However, it will still protect the sheep meat sector.
There will be no extra market access for sheep meat and the 12.8% tariff will still apply.
However, New Zealand will have duty-free access for 114,000 tonnes of sheep meet though that is only half the quota is now has for the entire European Union. NZ provides 74% of British sheep meat imports.
Though some dairy products will get free access the concession does not apply to butter and cheese.
The tariff on NZ honey will fall from 17% to zero.
Batters said not only will the government’s approach put significant extra financial pressure on farmers at precisely the time they will face enormous challenges from a no-deal Brexit it also risks the United Kingdom being flooded with imports produced to lower standards that would be illegal for UK farmers.
“I wrote to the Prime Minister (Boris Johnson) only a few weeks ago to express our concerns with the approach the government took back in March to import tariffs in a no-deal scenario.
“But with the chances of us leaving in less than four weeks without a deal increasing by the day the Prime Minister has missed a real opportunity to back British farmers.
“Farmers and growers are understandably anxious to know that the government will take all steps necessary to help the sector avoid the worst impacts of leaving the EU without a deal.
“Instead we will see – from day one – farm businesses facing new, high tariffs on much of the 60% of our exports that go into the EU while tariffs on goods coming into the UK will be set far, far lower and in many cases won’t be applied at all.
“In particular, British egg farmers, British cereal farmers, our horticultural growers and many of our dairy farmers will have zero protection against cheap imports coming in from around the world.
“Without the maintenance of tariff protections we are in danger of opening up the UK to imported food which would be illegal to be produced here, produced at a lower cost because it may fail to meet the environmental and animal welfare standards which are legally required of our own farmers, flooding our market and resulting in unsustainable price falls.

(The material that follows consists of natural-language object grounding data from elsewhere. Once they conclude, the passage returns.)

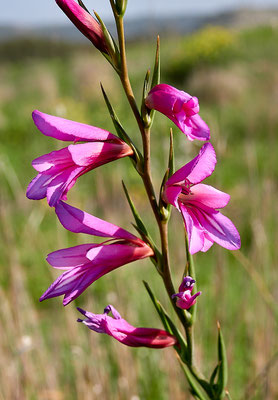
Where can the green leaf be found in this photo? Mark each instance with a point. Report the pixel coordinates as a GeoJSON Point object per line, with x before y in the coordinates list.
{"type": "Point", "coordinates": [197, 389]}
{"type": "Point", "coordinates": [156, 69]}
{"type": "Point", "coordinates": [165, 209]}
{"type": "Point", "coordinates": [83, 6]}
{"type": "Point", "coordinates": [145, 112]}
{"type": "Point", "coordinates": [112, 47]}
{"type": "Point", "coordinates": [138, 158]}
{"type": "Point", "coordinates": [116, 122]}
{"type": "Point", "coordinates": [121, 7]}
{"type": "Point", "coordinates": [171, 155]}
{"type": "Point", "coordinates": [213, 375]}
{"type": "Point", "coordinates": [138, 219]}
{"type": "Point", "coordinates": [223, 366]}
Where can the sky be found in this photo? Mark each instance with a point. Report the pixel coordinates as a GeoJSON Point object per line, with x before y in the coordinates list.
{"type": "Point", "coordinates": [46, 12]}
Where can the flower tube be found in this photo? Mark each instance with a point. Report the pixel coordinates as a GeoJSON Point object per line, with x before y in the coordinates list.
{"type": "Point", "coordinates": [121, 330]}
{"type": "Point", "coordinates": [179, 107]}
{"type": "Point", "coordinates": [59, 170]}
{"type": "Point", "coordinates": [185, 298]}
{"type": "Point", "coordinates": [84, 21]}
{"type": "Point", "coordinates": [86, 263]}
{"type": "Point", "coordinates": [198, 204]}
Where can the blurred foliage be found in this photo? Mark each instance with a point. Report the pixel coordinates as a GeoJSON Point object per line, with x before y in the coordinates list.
{"type": "Point", "coordinates": [235, 76]}
{"type": "Point", "coordinates": [211, 45]}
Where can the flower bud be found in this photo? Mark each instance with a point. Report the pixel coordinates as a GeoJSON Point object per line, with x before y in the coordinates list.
{"type": "Point", "coordinates": [85, 23]}
{"type": "Point", "coordinates": [185, 299]}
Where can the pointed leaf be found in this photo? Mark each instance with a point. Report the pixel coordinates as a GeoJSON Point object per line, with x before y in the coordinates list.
{"type": "Point", "coordinates": [145, 113]}
{"type": "Point", "coordinates": [223, 365]}
{"type": "Point", "coordinates": [83, 6]}
{"type": "Point", "coordinates": [116, 122]}
{"type": "Point", "coordinates": [156, 70]}
{"type": "Point", "coordinates": [121, 132]}
{"type": "Point", "coordinates": [138, 220]}
{"type": "Point", "coordinates": [195, 386]}
{"type": "Point", "coordinates": [171, 155]}
{"type": "Point", "coordinates": [121, 7]}
{"type": "Point", "coordinates": [112, 47]}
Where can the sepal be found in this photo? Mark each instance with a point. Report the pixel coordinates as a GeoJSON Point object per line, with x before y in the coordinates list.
{"type": "Point", "coordinates": [223, 366]}
{"type": "Point", "coordinates": [120, 7]}
{"type": "Point", "coordinates": [165, 209]}
{"type": "Point", "coordinates": [113, 50]}
{"type": "Point", "coordinates": [83, 6]}
{"type": "Point", "coordinates": [168, 324]}
{"type": "Point", "coordinates": [196, 387]}
{"type": "Point", "coordinates": [137, 156]}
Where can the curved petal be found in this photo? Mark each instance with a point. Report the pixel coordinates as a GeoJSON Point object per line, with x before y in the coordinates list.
{"type": "Point", "coordinates": [198, 169]}
{"type": "Point", "coordinates": [60, 159]}
{"type": "Point", "coordinates": [171, 194]}
{"type": "Point", "coordinates": [219, 228]}
{"type": "Point", "coordinates": [60, 185]}
{"type": "Point", "coordinates": [208, 195]}
{"type": "Point", "coordinates": [79, 221]}
{"type": "Point", "coordinates": [37, 188]}
{"type": "Point", "coordinates": [200, 129]}
{"type": "Point", "coordinates": [67, 130]}
{"type": "Point", "coordinates": [70, 257]}
{"type": "Point", "coordinates": [98, 153]}
{"type": "Point", "coordinates": [194, 231]}
{"type": "Point", "coordinates": [117, 254]}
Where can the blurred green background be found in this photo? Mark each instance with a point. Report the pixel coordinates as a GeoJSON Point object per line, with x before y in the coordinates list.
{"type": "Point", "coordinates": [45, 354]}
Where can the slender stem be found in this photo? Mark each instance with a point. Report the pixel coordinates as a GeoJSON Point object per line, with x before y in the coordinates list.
{"type": "Point", "coordinates": [189, 329]}
{"type": "Point", "coordinates": [146, 176]}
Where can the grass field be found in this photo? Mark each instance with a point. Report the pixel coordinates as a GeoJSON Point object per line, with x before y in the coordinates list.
{"type": "Point", "coordinates": [45, 354]}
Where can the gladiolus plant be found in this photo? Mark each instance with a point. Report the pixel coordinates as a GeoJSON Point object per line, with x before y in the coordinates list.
{"type": "Point", "coordinates": [198, 205]}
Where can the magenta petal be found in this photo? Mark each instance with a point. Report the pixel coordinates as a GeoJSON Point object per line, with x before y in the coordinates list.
{"type": "Point", "coordinates": [181, 108]}
{"type": "Point", "coordinates": [208, 195]}
{"type": "Point", "coordinates": [98, 153]}
{"type": "Point", "coordinates": [200, 130]}
{"type": "Point", "coordinates": [125, 333]}
{"type": "Point", "coordinates": [117, 254]}
{"type": "Point", "coordinates": [171, 194]}
{"type": "Point", "coordinates": [70, 257]}
{"type": "Point", "coordinates": [198, 169]}
{"type": "Point", "coordinates": [59, 159]}
{"type": "Point", "coordinates": [67, 130]}
{"type": "Point", "coordinates": [219, 228]}
{"type": "Point", "coordinates": [60, 185]}
{"type": "Point", "coordinates": [79, 221]}
{"type": "Point", "coordinates": [194, 231]}
{"type": "Point", "coordinates": [70, 283]}
{"type": "Point", "coordinates": [37, 188]}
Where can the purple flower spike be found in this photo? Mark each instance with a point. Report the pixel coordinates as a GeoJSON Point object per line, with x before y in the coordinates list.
{"type": "Point", "coordinates": [86, 263]}
{"type": "Point", "coordinates": [59, 170]}
{"type": "Point", "coordinates": [185, 299]}
{"type": "Point", "coordinates": [181, 108]}
{"type": "Point", "coordinates": [125, 333]}
{"type": "Point", "coordinates": [198, 204]}
{"type": "Point", "coordinates": [85, 23]}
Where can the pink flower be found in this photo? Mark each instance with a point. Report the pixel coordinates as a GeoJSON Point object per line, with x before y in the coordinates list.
{"type": "Point", "coordinates": [86, 263]}
{"type": "Point", "coordinates": [59, 170]}
{"type": "Point", "coordinates": [181, 108]}
{"type": "Point", "coordinates": [85, 23]}
{"type": "Point", "coordinates": [198, 203]}
{"type": "Point", "coordinates": [121, 330]}
{"type": "Point", "coordinates": [185, 298]}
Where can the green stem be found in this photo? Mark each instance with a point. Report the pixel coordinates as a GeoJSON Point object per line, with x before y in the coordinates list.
{"type": "Point", "coordinates": [146, 177]}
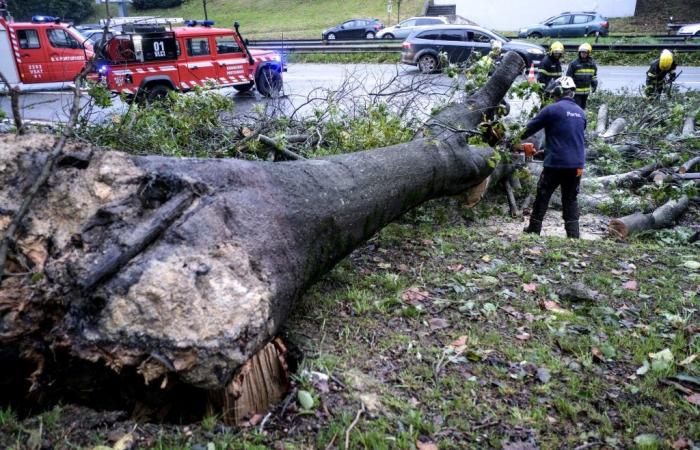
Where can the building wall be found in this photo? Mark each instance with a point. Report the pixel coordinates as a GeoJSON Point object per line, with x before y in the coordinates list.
{"type": "Point", "coordinates": [510, 15]}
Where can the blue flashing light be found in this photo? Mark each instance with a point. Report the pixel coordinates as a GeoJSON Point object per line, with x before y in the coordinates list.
{"type": "Point", "coordinates": [194, 23]}
{"type": "Point", "coordinates": [44, 19]}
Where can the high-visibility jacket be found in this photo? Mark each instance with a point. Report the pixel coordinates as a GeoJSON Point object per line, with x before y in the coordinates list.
{"type": "Point", "coordinates": [657, 76]}
{"type": "Point", "coordinates": [550, 69]}
{"type": "Point", "coordinates": [585, 75]}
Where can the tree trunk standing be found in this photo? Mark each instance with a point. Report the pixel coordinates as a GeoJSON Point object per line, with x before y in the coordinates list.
{"type": "Point", "coordinates": [662, 217]}
{"type": "Point", "coordinates": [688, 126]}
{"type": "Point", "coordinates": [190, 266]}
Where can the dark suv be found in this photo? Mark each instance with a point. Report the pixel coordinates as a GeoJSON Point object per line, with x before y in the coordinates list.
{"type": "Point", "coordinates": [569, 24]}
{"type": "Point", "coordinates": [459, 42]}
{"type": "Point", "coordinates": [353, 29]}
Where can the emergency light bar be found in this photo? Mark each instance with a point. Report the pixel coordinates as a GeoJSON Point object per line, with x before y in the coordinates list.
{"type": "Point", "coordinates": [204, 23]}
{"type": "Point", "coordinates": [147, 20]}
{"type": "Point", "coordinates": [45, 19]}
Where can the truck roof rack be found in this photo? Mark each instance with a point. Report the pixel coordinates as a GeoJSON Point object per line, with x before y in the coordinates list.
{"type": "Point", "coordinates": [145, 20]}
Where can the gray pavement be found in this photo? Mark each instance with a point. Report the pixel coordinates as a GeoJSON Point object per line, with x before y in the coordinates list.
{"type": "Point", "coordinates": [305, 81]}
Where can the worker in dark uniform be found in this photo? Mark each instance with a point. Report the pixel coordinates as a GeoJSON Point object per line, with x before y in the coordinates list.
{"type": "Point", "coordinates": [584, 72]}
{"type": "Point", "coordinates": [550, 67]}
{"type": "Point", "coordinates": [662, 68]}
{"type": "Point", "coordinates": [564, 123]}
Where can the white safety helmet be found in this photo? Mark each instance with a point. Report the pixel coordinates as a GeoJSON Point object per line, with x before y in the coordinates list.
{"type": "Point", "coordinates": [565, 83]}
{"type": "Point", "coordinates": [561, 86]}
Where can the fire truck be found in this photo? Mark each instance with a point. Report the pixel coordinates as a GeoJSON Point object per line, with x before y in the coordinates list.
{"type": "Point", "coordinates": [146, 61]}
{"type": "Point", "coordinates": [43, 54]}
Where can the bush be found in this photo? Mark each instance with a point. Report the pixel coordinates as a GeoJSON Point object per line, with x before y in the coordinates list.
{"type": "Point", "coordinates": [76, 10]}
{"type": "Point", "coordinates": [151, 4]}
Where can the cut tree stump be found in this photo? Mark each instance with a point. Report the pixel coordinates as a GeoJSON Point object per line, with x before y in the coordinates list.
{"type": "Point", "coordinates": [186, 268]}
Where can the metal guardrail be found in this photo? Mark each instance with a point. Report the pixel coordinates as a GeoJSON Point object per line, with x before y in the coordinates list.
{"type": "Point", "coordinates": [393, 45]}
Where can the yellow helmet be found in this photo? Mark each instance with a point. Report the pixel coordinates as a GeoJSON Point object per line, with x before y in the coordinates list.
{"type": "Point", "coordinates": [556, 47]}
{"type": "Point", "coordinates": [666, 60]}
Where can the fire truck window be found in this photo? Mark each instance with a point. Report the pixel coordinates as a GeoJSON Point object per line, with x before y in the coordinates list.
{"type": "Point", "coordinates": [61, 39]}
{"type": "Point", "coordinates": [226, 44]}
{"type": "Point", "coordinates": [28, 39]}
{"type": "Point", "coordinates": [198, 47]}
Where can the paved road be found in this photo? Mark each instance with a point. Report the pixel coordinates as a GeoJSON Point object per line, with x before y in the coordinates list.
{"type": "Point", "coordinates": [308, 80]}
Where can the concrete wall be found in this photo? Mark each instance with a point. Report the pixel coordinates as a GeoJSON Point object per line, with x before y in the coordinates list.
{"type": "Point", "coordinates": [511, 15]}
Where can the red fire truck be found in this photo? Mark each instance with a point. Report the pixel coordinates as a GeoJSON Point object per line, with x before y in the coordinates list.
{"type": "Point", "coordinates": [146, 61]}
{"type": "Point", "coordinates": [43, 54]}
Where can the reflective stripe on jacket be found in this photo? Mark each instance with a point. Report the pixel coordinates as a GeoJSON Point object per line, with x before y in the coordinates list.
{"type": "Point", "coordinates": [550, 69]}
{"type": "Point", "coordinates": [585, 75]}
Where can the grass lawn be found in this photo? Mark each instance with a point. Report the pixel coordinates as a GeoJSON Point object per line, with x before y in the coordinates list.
{"type": "Point", "coordinates": [454, 333]}
{"type": "Point", "coordinates": [276, 19]}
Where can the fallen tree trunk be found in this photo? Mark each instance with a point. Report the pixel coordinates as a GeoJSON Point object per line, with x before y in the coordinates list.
{"type": "Point", "coordinates": [662, 217]}
{"type": "Point", "coordinates": [688, 165]}
{"type": "Point", "coordinates": [188, 267]}
{"type": "Point", "coordinates": [614, 129]}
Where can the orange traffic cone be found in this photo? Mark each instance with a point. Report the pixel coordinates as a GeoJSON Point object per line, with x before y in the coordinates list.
{"type": "Point", "coordinates": [531, 74]}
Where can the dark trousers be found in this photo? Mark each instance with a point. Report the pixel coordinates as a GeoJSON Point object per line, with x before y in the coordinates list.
{"type": "Point", "coordinates": [581, 100]}
{"type": "Point", "coordinates": [549, 181]}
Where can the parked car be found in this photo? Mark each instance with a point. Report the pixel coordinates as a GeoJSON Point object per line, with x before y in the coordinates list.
{"type": "Point", "coordinates": [691, 29]}
{"type": "Point", "coordinates": [459, 42]}
{"type": "Point", "coordinates": [402, 29]}
{"type": "Point", "coordinates": [569, 24]}
{"type": "Point", "coordinates": [353, 29]}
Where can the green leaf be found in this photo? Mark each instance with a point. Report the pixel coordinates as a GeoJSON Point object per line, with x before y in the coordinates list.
{"type": "Point", "coordinates": [305, 399]}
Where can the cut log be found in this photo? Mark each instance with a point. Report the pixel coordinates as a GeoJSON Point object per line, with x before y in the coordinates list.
{"type": "Point", "coordinates": [614, 129]}
{"type": "Point", "coordinates": [632, 178]}
{"type": "Point", "coordinates": [194, 265]}
{"type": "Point", "coordinates": [662, 217]}
{"type": "Point", "coordinates": [688, 165]}
{"type": "Point", "coordinates": [688, 126]}
{"type": "Point", "coordinates": [602, 122]}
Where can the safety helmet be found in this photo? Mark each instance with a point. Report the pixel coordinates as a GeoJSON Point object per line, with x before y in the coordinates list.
{"type": "Point", "coordinates": [556, 48]}
{"type": "Point", "coordinates": [562, 84]}
{"type": "Point", "coordinates": [666, 60]}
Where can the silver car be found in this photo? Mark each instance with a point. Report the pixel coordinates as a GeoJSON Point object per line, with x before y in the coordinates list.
{"type": "Point", "coordinates": [402, 29]}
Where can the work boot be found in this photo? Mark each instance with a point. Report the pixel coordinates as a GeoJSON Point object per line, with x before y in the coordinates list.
{"type": "Point", "coordinates": [572, 230]}
{"type": "Point", "coordinates": [535, 226]}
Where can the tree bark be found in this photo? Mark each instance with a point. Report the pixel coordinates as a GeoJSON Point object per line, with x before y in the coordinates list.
{"type": "Point", "coordinates": [688, 165]}
{"type": "Point", "coordinates": [614, 129]}
{"type": "Point", "coordinates": [688, 126]}
{"type": "Point", "coordinates": [662, 217]}
{"type": "Point", "coordinates": [602, 122]}
{"type": "Point", "coordinates": [190, 266]}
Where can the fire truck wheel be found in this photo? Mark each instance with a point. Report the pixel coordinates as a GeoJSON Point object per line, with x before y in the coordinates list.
{"type": "Point", "coordinates": [157, 92]}
{"type": "Point", "coordinates": [268, 82]}
{"type": "Point", "coordinates": [243, 87]}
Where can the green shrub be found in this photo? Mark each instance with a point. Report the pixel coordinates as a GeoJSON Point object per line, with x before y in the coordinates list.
{"type": "Point", "coordinates": [76, 10]}
{"type": "Point", "coordinates": [151, 4]}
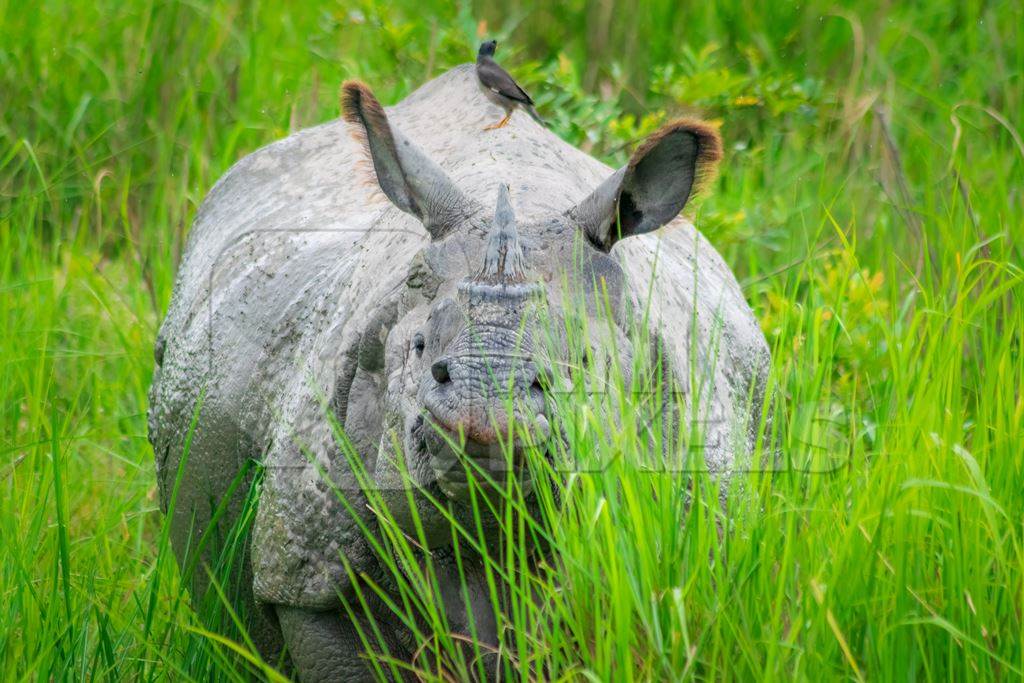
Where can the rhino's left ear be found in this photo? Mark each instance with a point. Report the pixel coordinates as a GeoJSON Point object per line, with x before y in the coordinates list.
{"type": "Point", "coordinates": [653, 187]}
{"type": "Point", "coordinates": [410, 178]}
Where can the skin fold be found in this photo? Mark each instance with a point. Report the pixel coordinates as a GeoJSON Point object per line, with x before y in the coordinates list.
{"type": "Point", "coordinates": [386, 269]}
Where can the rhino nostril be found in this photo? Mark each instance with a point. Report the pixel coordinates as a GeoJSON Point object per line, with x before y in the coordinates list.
{"type": "Point", "coordinates": [439, 371]}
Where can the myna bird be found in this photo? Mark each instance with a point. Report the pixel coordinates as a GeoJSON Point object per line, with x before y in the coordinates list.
{"type": "Point", "coordinates": [500, 87]}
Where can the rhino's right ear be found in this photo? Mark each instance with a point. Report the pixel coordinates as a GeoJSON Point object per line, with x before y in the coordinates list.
{"type": "Point", "coordinates": [660, 177]}
{"type": "Point", "coordinates": [410, 179]}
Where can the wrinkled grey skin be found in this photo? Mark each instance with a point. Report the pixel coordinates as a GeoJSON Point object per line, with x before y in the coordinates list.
{"type": "Point", "coordinates": [389, 287]}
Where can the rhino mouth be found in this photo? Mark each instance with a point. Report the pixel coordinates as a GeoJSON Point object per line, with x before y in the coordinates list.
{"type": "Point", "coordinates": [455, 459]}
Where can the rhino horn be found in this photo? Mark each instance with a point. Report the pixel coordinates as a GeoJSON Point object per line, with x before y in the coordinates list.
{"type": "Point", "coordinates": [503, 260]}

“Not only could this be terrible news for farmers, whose very businesses will be under threat, but also for consumers who enjoy the high-quality and affordable British food they produce,” she told Johnson.
“While it is clearly important that the government manages prices for consumers in a no-deal scenario, border tariffs have very little impact on retail food prices.
“They can, however, have a massive impact on the viability of farm businesses and our ability to produce high-quality, great British food.
“I believe that offering some limited tariff protection and managing volumes through a system of import quotas would have struck the right balance between protecting the interests of domestic producers and keeping retail food prices under control.
“Farmers are going to feel betrayed by this government’s failure to act now in making sure that all that can be done is being done to help mitigate the damaging effects of a no-deal Brexit.
“I don’t recall anyone selling a vision of post-Brexit Britain as one involving lower-standard food filling shop shelves while British farmers, the guardians of our cherished countryside, go out of business,” Batters said.
The government has said the changes to the temporary tariff schedule are likely to last for a year while consultation is done on a new regime.
The changes we to keep prices down for consumers after Brexit and mean 88% of all imports will be tariff-free.